Synopsis (from the jacket cover): Deo arrives in the United States in search of a new life. Having survived civil war and genocide, plagued by horrific dreams, he lands at JFK airport with two hundred dollars, no English, and no contacts. He ekes out a precarious existence delivering groceries, living in Central Park, and learning English by reading dictionaries in bookstores. Then Deo begins to meet the strangers who will change his life…
Review: This is one of those reviews I know will not do justice to the work, but I also know I have to attempt to encourage as many readers as possible to read this tremendous story. I read Kidder’s Mountains Beyond Mountains this spring and was grateful to have learned about Paul Farmer, but felt Kidder’s work was a bit uneven otherwise. Farmer is such a great man that even stating this mild criticism of Mountains felt unkind or small, but true nevertheless.
Strength in What Remains is not only more powerful than Mountains, but exponentially stronger as a work of nonfiction, too. I read this during one rainy afternoon and couldn’t put it down, even to eat. Here is an excerpt that would hook the most reluctant reader:
“A young man arrives in the big city with two hundred dollars in his pocket, no English at all, and memories of horror so fresh that he sometimes confuses past and present. When Deo first told me about his beginnings in New York, I had a simple thought: ‘ I would not have survived.’ And then, two years later, he enrolls in an Ivy League university. How did this happen? Where did he find the strength, and how had he won the beneficence of strangers? How had it felt to be him?”

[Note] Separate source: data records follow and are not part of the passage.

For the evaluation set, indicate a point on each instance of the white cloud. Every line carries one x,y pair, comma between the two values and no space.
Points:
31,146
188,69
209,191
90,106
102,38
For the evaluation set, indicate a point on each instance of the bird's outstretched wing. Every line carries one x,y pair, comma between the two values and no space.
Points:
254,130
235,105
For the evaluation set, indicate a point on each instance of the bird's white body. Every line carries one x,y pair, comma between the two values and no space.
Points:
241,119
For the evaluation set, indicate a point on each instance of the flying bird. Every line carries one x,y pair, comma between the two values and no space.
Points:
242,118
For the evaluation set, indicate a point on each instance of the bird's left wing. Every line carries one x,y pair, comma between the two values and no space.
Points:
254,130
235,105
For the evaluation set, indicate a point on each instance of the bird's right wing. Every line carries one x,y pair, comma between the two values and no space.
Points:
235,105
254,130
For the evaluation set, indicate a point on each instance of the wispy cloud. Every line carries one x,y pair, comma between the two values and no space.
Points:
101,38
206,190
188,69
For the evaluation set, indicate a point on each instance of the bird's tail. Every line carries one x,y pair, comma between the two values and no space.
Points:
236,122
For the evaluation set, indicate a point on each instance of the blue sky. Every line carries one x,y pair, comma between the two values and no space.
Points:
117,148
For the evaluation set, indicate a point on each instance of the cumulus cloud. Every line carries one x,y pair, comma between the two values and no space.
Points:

Strength focuses on a survivor of the Burundi and Rwanda genocides and begins his journey in the present. As with Dave Egger’s What is the What, this is paramount. Starting in the midst of the genocide would be too horrific for any reader. But to start in the present reassures the reader that the hero we immediately connect with has not only survived horrors beyond imagining in his home country, but will eventually create a life in the U.S. – no small feat during a time in our country when immigrants face insurmountable challenges – and eventually return to Burundi (as an American citizen) to build and run a desperately needed medical clinic.
Deo’s hero’s journey is riveting from the start – and impossible to put down, even during the day-by-day description of his six month escape from the unimaginable horrors of genoicide. We first witness Deo’s peaceful and fascinating childhood as the son of Burundi cowherder, then the looming forces that result in the civil war, and eventually the nearly superhuman strength required to not only physically survive genocide, but then emotionally and psychologically build a life as well.
I can’t recommend this work enough – it addresses both the very worst and best in humanity and the complex forces that can result in horrific violence – and is simply a tremendously well-done narrative as well. I would love to hear other perspectives, too.